На кухне она включила свет, зажгла огонь под чайником и в ожидании, когда вода закипит, села на табуретку, вновь закутавшись в плед.
— Ну, испугались-то, когда я про смерть давеча… — проговорила она вслух негромко, глядя на трепещущие под засипевшим чайником голубовато-красные язычки пламени. На лице ее при этих словах появилась прежняя счастливо-блаженная улыбка. — Не понимают. Как належалась-то… вот уж горюшко. Да намолчалась… Как колода какая. Належаться так-то да встать — счастье какое, слов не подберешь.

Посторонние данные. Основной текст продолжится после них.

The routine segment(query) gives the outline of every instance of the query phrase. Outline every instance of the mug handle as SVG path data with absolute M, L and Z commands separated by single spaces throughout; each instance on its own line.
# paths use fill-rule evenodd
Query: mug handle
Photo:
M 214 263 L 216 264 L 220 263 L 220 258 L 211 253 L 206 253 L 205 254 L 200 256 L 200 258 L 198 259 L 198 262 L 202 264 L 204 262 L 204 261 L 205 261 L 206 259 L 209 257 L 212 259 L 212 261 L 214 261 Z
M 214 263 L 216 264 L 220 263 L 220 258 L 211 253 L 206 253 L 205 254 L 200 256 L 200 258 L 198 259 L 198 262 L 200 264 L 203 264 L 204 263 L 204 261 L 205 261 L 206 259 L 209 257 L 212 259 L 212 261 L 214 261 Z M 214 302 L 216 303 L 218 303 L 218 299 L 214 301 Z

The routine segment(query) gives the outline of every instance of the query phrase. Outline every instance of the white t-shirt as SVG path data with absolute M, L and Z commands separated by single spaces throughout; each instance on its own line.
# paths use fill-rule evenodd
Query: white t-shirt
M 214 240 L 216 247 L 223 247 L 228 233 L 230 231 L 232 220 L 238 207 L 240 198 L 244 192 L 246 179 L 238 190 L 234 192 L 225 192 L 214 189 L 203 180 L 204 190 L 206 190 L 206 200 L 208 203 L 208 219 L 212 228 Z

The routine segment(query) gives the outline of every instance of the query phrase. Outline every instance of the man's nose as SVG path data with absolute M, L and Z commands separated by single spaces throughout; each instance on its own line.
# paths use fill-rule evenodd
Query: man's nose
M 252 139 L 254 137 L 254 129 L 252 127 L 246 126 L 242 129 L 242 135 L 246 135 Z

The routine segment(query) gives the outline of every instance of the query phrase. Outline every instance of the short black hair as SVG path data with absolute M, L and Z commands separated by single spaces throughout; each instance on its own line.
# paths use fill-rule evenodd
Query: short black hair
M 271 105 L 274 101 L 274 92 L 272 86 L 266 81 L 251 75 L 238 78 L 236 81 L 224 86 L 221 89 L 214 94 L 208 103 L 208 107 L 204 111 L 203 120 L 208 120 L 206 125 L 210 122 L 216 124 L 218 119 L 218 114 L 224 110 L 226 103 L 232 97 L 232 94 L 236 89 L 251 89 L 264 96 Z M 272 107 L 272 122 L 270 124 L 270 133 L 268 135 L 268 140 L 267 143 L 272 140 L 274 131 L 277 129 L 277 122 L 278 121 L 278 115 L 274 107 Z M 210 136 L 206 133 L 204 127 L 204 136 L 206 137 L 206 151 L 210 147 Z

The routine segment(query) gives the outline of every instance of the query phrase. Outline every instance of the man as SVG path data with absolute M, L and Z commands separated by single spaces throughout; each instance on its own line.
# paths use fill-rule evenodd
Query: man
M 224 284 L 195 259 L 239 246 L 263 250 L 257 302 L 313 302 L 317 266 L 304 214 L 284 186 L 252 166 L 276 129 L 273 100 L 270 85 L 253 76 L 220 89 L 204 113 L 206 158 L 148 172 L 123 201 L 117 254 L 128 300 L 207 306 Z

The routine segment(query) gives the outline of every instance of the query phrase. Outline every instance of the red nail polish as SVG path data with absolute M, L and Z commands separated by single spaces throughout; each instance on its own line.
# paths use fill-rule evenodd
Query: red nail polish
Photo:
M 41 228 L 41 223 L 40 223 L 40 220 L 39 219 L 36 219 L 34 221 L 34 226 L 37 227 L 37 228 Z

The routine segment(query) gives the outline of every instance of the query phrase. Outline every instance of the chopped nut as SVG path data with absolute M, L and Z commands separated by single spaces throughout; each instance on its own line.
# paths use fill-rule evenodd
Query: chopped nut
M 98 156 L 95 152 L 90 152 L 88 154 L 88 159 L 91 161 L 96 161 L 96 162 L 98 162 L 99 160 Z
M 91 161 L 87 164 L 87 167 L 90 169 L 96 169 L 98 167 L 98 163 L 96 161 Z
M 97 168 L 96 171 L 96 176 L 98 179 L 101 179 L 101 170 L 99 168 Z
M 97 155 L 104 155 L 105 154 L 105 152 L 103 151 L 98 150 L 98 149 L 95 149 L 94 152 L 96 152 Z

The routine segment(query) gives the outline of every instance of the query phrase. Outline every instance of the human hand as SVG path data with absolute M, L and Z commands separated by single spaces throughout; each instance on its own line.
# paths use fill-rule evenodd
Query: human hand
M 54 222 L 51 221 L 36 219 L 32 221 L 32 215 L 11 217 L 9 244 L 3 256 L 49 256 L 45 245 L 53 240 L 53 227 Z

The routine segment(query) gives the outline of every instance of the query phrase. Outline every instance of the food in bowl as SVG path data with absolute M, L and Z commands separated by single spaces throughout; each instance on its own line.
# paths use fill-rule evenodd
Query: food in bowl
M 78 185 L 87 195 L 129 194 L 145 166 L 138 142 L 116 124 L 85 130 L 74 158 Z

Долдонят все: счастье да счастье… не знают, где оно. А оно — вот оно. — Она беззвучно засмеялась и вздохнула. — Как живут-то… все в страхе каком-то. Одна все неровней боится быть. Что подомнут ее под себя, воли ей не будет… тюрьму для себя из воли своей сделала. Другая простоты боится, цели да смысла ищет, выдумает их — да камнем на шею себе и повесит, головы не поднять. А у той… вообще смех: от бедности шарахается, ну, как в заплатанном ходить придется?! — Она помолчала, все так же глядя на голубовато-красное пламя и незаметно для себя мелко тряся головой. — Откуда ему, счастью, быть, если всё в страхе да страхе. Из страха что, разве путное что соткешь? Живи, работай, люби да рожай, выпало ненавидеть — сумей и это, вот тебе тут и воля твоя, и смысл… а бедность не порок. — Она снова посмеялась беззвучно. — Думают, счастье — все время в какой-то радости быть. Прямо пьянешенькой от нее с утра до вечера каждый день. А счастье что… если вспомнить есть что. Как любил да работал, как ненавидел. Умел это делать — вот и счастье: есть что вспомнить…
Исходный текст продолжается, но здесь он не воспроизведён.